After incubating for two months (55-60 days), the hatchlings break out of their shells and thrash about together causing the walls of the nest to collapse and the bottom of the hole to rise. Once near the surface, the hatchlings wait until the sand temperature cools to emerge, thus the reason why most emerge after dark. Once out of the nest, the turtles will try to scramble to the water and swim offshore where they will live for several years in seaweed beds drifting along the Gulf Stream.
Few baby sea turtles make it to the water, however, as even the slightest bit of artificial lighting along the beach disorients them. Newborn sea turtles instinctively move in the brightest direction, ideally to follow the light of the moon toward the water. Artificial lights cause them to crawl in the wrong direction. Even a single light bulb left shining on a beachfront patio can confuse the hatchlings, so Sanibel has implemented stringent restrictions on beach lighting – or a “dark-skies ordinance” — to help baby sea turtles to make their way safely to the sea. Other rules are in place that make it illegal to interfere with sea turtle nesting and hatching in any way.
How You Can Help
- Keep outside lights – especially those on your lanai — off during turtle season from April through October.
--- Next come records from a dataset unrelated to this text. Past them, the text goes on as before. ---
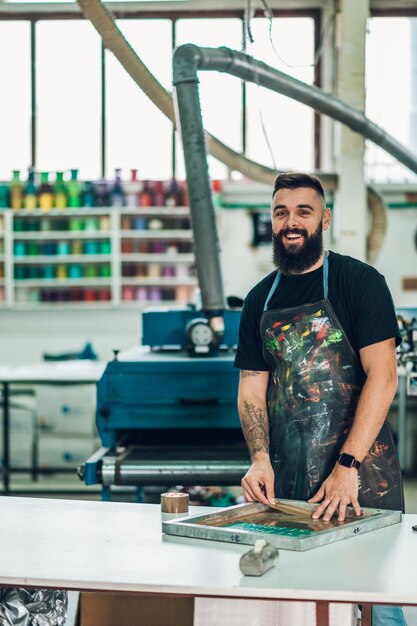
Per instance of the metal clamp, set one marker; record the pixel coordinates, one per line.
(259, 559)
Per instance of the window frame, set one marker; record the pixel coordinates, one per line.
(39, 13)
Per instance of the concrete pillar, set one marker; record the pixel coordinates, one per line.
(350, 213)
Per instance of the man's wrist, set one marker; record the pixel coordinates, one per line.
(348, 460)
(260, 456)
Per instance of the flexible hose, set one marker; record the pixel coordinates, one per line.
(104, 22)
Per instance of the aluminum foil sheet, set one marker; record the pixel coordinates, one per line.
(32, 607)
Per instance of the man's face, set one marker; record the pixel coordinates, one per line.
(298, 218)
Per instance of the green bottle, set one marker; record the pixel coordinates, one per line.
(60, 191)
(4, 197)
(74, 190)
(16, 191)
(45, 193)
(30, 196)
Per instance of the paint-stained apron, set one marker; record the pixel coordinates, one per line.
(316, 379)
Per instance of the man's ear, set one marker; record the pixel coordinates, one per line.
(326, 219)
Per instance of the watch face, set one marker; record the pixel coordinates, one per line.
(347, 460)
(201, 334)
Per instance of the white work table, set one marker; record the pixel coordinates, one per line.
(68, 544)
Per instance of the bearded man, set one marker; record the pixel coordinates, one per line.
(318, 373)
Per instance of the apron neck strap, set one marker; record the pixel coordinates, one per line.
(325, 281)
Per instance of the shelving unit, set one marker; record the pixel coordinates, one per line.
(96, 256)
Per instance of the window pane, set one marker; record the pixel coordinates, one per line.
(138, 134)
(68, 97)
(15, 100)
(220, 94)
(287, 125)
(389, 72)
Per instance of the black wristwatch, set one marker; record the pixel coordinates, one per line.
(347, 460)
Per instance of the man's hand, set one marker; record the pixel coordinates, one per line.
(337, 492)
(258, 482)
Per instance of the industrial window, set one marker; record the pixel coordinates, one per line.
(83, 111)
(138, 135)
(68, 97)
(280, 131)
(391, 81)
(15, 98)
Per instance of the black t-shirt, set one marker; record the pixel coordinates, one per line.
(358, 294)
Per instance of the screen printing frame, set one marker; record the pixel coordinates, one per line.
(200, 527)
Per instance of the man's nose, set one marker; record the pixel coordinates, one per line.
(292, 220)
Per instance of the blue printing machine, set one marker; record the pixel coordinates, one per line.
(168, 418)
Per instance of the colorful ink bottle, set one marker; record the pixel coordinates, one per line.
(132, 190)
(117, 194)
(16, 191)
(45, 193)
(60, 191)
(30, 195)
(74, 190)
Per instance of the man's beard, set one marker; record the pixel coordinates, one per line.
(296, 259)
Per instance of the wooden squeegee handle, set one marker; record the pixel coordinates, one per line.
(292, 509)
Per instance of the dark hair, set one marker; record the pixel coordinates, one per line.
(294, 180)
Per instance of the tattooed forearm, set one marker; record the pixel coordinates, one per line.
(246, 373)
(255, 428)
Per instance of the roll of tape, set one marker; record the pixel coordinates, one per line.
(174, 502)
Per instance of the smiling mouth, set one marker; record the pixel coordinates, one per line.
(293, 237)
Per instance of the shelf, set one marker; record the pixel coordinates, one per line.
(46, 235)
(68, 212)
(63, 282)
(157, 258)
(172, 248)
(157, 234)
(97, 211)
(175, 211)
(148, 281)
(61, 258)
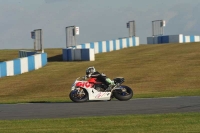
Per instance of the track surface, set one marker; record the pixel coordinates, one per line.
(99, 108)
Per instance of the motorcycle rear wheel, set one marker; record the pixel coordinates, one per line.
(123, 95)
(76, 97)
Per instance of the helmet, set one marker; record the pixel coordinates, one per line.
(90, 70)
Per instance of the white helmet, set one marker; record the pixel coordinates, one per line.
(90, 70)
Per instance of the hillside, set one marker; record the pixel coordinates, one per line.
(150, 70)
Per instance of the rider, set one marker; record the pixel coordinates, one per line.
(91, 72)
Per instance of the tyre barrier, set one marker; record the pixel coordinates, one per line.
(23, 65)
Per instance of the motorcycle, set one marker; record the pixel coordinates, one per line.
(91, 89)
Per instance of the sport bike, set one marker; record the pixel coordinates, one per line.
(91, 89)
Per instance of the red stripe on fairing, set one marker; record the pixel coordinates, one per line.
(84, 84)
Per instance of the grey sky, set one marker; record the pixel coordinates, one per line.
(98, 19)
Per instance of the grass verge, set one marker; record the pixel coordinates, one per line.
(160, 123)
(165, 70)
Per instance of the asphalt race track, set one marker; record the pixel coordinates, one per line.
(99, 108)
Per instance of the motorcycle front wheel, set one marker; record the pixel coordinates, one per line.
(123, 94)
(79, 95)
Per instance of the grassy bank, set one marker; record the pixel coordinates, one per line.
(150, 70)
(162, 123)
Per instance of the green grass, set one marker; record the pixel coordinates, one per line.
(160, 123)
(150, 70)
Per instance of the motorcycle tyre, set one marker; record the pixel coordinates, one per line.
(119, 97)
(79, 100)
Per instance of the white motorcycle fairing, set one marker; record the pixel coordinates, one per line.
(93, 93)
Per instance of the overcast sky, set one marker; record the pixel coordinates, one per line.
(99, 20)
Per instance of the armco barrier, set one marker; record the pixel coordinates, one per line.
(110, 45)
(24, 53)
(172, 39)
(22, 65)
(71, 54)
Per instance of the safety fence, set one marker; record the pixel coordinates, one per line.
(87, 51)
(23, 65)
(111, 45)
(173, 39)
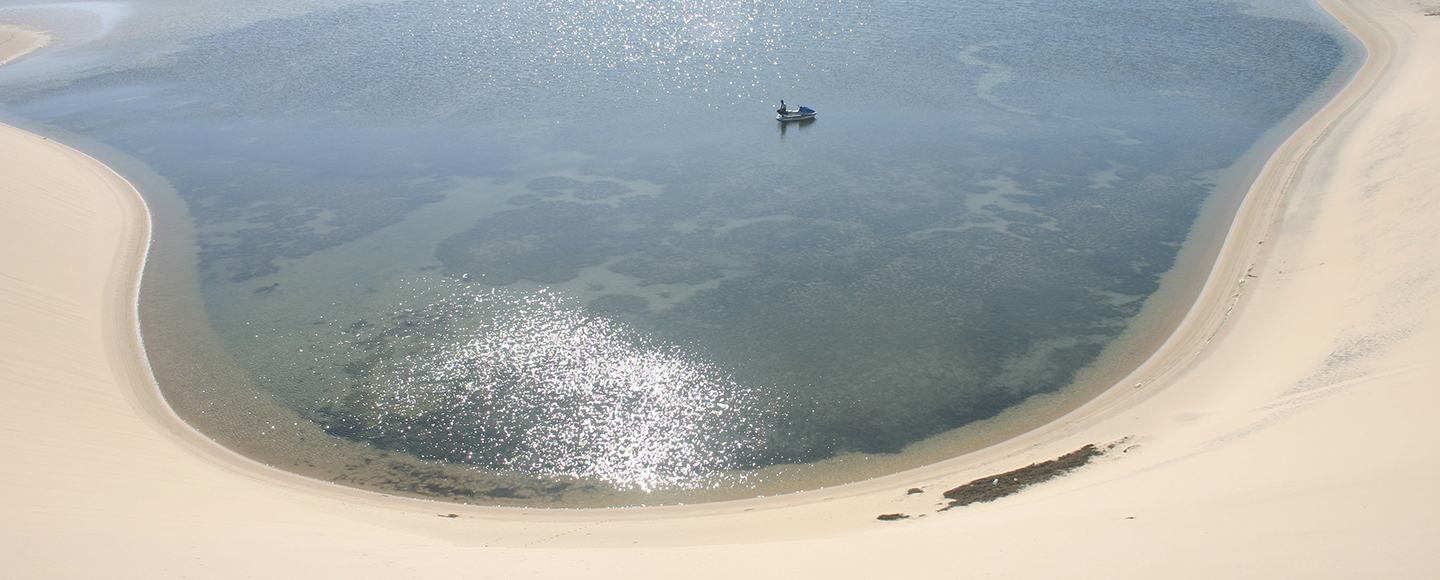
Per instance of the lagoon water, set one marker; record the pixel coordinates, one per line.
(559, 254)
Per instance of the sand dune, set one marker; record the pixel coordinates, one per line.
(1286, 429)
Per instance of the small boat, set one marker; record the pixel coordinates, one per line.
(801, 114)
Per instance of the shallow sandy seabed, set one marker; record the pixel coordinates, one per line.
(1285, 431)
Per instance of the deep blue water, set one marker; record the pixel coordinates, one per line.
(568, 242)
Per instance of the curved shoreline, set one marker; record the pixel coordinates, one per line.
(1218, 432)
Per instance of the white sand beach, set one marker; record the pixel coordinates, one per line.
(1286, 429)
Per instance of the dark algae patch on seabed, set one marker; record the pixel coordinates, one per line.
(504, 258)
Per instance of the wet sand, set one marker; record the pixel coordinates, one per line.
(1285, 429)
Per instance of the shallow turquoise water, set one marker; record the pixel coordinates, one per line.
(568, 242)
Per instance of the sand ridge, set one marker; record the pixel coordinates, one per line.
(1285, 429)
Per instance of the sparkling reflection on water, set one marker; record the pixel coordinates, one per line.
(493, 249)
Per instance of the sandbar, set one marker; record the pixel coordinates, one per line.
(1285, 429)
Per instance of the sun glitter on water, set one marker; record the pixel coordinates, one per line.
(523, 382)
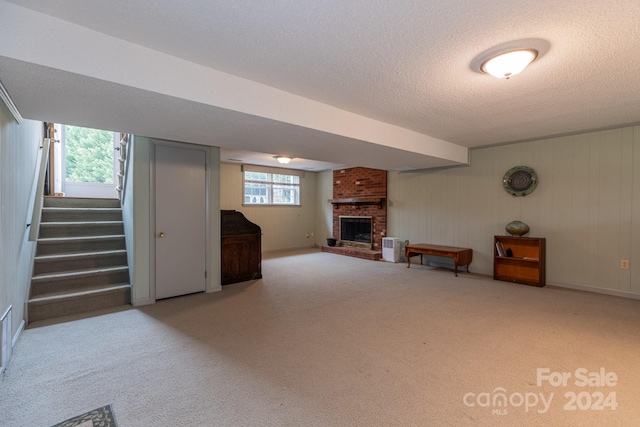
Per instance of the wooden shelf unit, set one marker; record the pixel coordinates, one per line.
(526, 266)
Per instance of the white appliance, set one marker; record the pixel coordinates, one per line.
(391, 249)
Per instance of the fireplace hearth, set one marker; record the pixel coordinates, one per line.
(356, 231)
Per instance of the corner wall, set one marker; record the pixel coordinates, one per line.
(587, 206)
(19, 149)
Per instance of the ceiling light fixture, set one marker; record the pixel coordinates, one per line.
(507, 64)
(283, 160)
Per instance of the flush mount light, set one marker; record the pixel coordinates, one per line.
(507, 64)
(283, 160)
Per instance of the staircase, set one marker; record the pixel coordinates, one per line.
(81, 258)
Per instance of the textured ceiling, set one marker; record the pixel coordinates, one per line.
(405, 63)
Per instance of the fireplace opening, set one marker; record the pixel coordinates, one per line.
(356, 231)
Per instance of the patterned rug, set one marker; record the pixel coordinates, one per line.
(100, 417)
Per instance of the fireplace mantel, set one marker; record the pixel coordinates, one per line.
(357, 201)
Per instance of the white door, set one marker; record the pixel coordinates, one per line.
(180, 219)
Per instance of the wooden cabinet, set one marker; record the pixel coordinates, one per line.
(526, 266)
(241, 248)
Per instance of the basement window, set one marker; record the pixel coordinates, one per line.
(271, 186)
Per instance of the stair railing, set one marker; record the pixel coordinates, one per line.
(37, 190)
(123, 164)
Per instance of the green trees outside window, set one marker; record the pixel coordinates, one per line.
(89, 155)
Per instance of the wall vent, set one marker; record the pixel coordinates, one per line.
(5, 339)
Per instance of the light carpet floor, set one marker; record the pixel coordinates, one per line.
(328, 340)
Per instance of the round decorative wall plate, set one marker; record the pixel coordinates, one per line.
(520, 181)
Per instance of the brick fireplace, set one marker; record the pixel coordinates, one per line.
(360, 193)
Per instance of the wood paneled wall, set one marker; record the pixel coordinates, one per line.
(587, 205)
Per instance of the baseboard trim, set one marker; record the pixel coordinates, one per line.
(612, 292)
(18, 333)
(146, 301)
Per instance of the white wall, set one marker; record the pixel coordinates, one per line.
(19, 149)
(283, 227)
(587, 206)
(324, 219)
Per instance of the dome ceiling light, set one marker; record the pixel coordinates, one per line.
(283, 160)
(507, 64)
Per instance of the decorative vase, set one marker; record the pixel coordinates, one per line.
(517, 228)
- Make sure to remove chairs, umbrellas, toys and other gear from the beach each night and fill in all holes that you dig. These obstacles may cause a “false crawl” where a female turtle returns to the water without laying her eggs. They may also block a hatchling’s route to the water causing it to remain on the beach and dehydrate.
- Do not use flashlights or take flash photography at night on the beach.
- Stay clear of marked nesting areas. Do not allow children or pets to disturb nesting turtles of hatchlings.
- If you happen to see a sea turtle, keep a respectful distance (at least 150 feet) and watch quietly. It is a rare experience and one to be treasured!